En finissant de souder les provinces du Midi à, celles du Nord, Saint Louis a créé l’unité territoriale de la France ; en posant les premiers jalons de l’œuvre capétienne qui devait, avec les siècles, amener la ruine des féodaux, il a été l’initiateur de l’unité politique de la nation. Après bientôt deux siècles de divisions institutionnalisées, dont nous savons les résultats, voici qu’on attend merveille du dualisme politique ; mais cette nouvelle imitation des autres restera longtemps, semble-t-il, du domaine des songes : il n’est pas venu le temps où l’alternance à l’américaine deviendra, chez nous, une réalité de gouvernement. Jusqu’à présent, le « fait majoritaire » dont on fait grand cas, a eu surtout pour effet la transmutation du gaullisme en un parti conservateur, ce qui est loin de correspondre à ce qu’on a appelé ironiquement les « rêves unanimistes du général de Gaulle ». Pour ma part, je reste convaincu que la recherche de l’unité est bien la conception la plus réaliste, la plus généreuse et la plus nécessaire de notre temps. Saint Louis ne divisait pas pour régner, il régnait pour unir.

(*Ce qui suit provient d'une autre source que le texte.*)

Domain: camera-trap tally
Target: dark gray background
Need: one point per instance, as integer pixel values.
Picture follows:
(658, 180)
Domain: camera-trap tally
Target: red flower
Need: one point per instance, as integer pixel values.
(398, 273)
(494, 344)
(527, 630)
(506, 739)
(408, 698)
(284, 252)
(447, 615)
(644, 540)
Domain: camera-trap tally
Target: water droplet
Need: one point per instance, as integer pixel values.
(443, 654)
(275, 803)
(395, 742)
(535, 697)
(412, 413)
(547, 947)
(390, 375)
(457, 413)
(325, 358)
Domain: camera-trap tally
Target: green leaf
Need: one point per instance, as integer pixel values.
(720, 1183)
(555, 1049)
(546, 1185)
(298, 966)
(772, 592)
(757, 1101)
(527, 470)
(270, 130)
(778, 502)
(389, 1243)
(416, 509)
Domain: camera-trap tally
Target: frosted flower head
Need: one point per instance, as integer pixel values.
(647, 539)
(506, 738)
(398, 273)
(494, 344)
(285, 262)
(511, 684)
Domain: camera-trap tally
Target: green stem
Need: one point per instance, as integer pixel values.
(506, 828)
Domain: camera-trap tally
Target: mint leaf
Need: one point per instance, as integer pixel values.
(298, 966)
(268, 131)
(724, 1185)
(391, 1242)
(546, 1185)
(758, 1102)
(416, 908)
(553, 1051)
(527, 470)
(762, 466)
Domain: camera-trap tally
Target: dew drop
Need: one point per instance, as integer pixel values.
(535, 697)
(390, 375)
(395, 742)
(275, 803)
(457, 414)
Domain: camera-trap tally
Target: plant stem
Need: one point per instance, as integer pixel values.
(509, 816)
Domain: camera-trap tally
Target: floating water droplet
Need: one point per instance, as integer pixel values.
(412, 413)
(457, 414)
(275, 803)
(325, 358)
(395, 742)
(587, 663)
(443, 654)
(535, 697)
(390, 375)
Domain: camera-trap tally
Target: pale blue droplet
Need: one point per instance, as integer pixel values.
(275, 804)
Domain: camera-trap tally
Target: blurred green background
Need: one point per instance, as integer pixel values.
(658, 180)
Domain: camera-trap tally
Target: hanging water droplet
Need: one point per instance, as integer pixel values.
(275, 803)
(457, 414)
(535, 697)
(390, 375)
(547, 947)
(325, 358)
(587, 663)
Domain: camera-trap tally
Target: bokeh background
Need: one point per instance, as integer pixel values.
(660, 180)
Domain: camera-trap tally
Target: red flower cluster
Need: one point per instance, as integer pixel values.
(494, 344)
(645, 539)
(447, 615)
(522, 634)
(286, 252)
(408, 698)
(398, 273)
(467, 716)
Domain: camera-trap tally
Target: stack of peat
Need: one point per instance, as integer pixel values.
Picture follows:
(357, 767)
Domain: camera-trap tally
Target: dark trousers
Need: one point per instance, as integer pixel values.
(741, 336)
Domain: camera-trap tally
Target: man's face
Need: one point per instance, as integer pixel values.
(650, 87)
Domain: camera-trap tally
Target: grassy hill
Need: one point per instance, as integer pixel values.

Aussi bien, renoncer à nos divisions serait en vérité renoncer à peu de choses, car à quoi d’essentiel tiennent-elles ? L’intelligentsia politique française fleurit sans cesse de plans, de programmes, d’idées nouvelles qui ne portent, hélas ! jamais fruit. Jadis il m’est arrivé de tomber dans ce travers : aujourd’hui je suis convaincu que le but de la politique et le seul moyen de gouverner, c’est d’accorder les hommes en les prenant tels qu’ils sont. C’est la tâche qu’affectionnait Saint Louis, qui bénissait les « apaiseurs » ; ce fut aussi celle de Henri IV, qui n’était guère mystique.
Au moment où il faut réaliser la plus grande et la plus rapide mutation de notre histoire qui bouleversera, qu’on le veuille ou non, nos structures sociales et modifiera radicalement les conditions de vie de chacun, tous les Français doivent être conviés à réaliser en commun cette immense entreprise, comme naguère le général de Gaulle sut le faire lorsqu’il s’agit de sauver le pays. Je crois que l’effort gigantesque qu’il va falloir accomplir dans la paix requiert la même unité dans l’action que l’effort de libération exigea dans la guerre. Si les mots ont un sens, la politique d’ouverture et de contrats de progrès ne saurait avoir de meilleure application, il est même évident qu’elle ne pourrait avoir que celle-là ; elle ne peut consister, en tout cas, à exclure de l’effort national près d’un quart des Français sous le couvert de l’anticommunisme : il n’est pas possible que l’anticommunisme soit l’alpha et l’oméga de la politique intérieure de la France.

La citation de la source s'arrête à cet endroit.